Diaspora News of Thursday, 13 October 2011

Source: BBC

Baby force-feeding death: Mother Gloria Dwomoh guilty

A mother has been found guilty of force-feeding her baby until she died.

Gloria Dwomoh, a 31-year-old nurse from Walthamstow, east London, was convicted of allowing or causing the death. The child's father, 37, has been acquitted of the charge.

The 10-month-old, named at the Old Bailey as Diamond, was forced to take solid foods from the age of six months until she died in March 2010.

She died from pneumonia caused by food in her lungs, blocking her airways.

Dwomoh, who worked at St Thomas' Hospital near Waterloo, will be sentenced on 9 November.

Both Dwomoh and her husband, who cannot be named, had denied the charge.

'Distressed and choking' Dwomoh was obsessed with Diamond's weight and fed her liquidised food, including meat and cereals, using a jug when she was weaning the child onto solid food, the jury heard.

During the trial, the court was shown two jugs - the size of cups - which she used to feed the child.

Dwomoh told the court she made up feeds, including liquidised chicken soup, in one jug and transferred small amounts into the other which she fed the girl with.

She said she was trying "to give her nutrients rather than milk".

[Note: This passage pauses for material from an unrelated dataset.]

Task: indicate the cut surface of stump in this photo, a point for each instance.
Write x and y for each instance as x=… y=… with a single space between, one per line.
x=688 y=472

On the night of the child's death she left to work on the night shift after feeding her daughter, the jury heard.

Dwomoh told the court that she and her siblings had been fed the same way by her mother in Ghana.

Giving evidence, she told the jury: "I didn't do anything to her. I didn't do anything at all to hurt her."

Death 'not predictable' During the trial Andrew Edis QC, prosecuting, said the food went down the "wrong way" for months and the spout of the jug was placed into the girl's mouth to "prevent her closing it".

"If you have a child who is distressed and choking, you do not carry on," he said.

A serious case review found "weaknesses and shortcomings" in the actions of some agencies involved with the family, said Laura Eades, chair of Waltham Forest Safeguarding Children's Board.

"Had best practice had been followed, the risk to Diamond of force-feeding would have been better recognised and the family would have been offered further support and intervention.

"This should have reduced the probability of Diamond being subject to behaviour that proved, in this case, to be fatal," she said.

However, the report concluded Diamond's death "was not predictable", she added.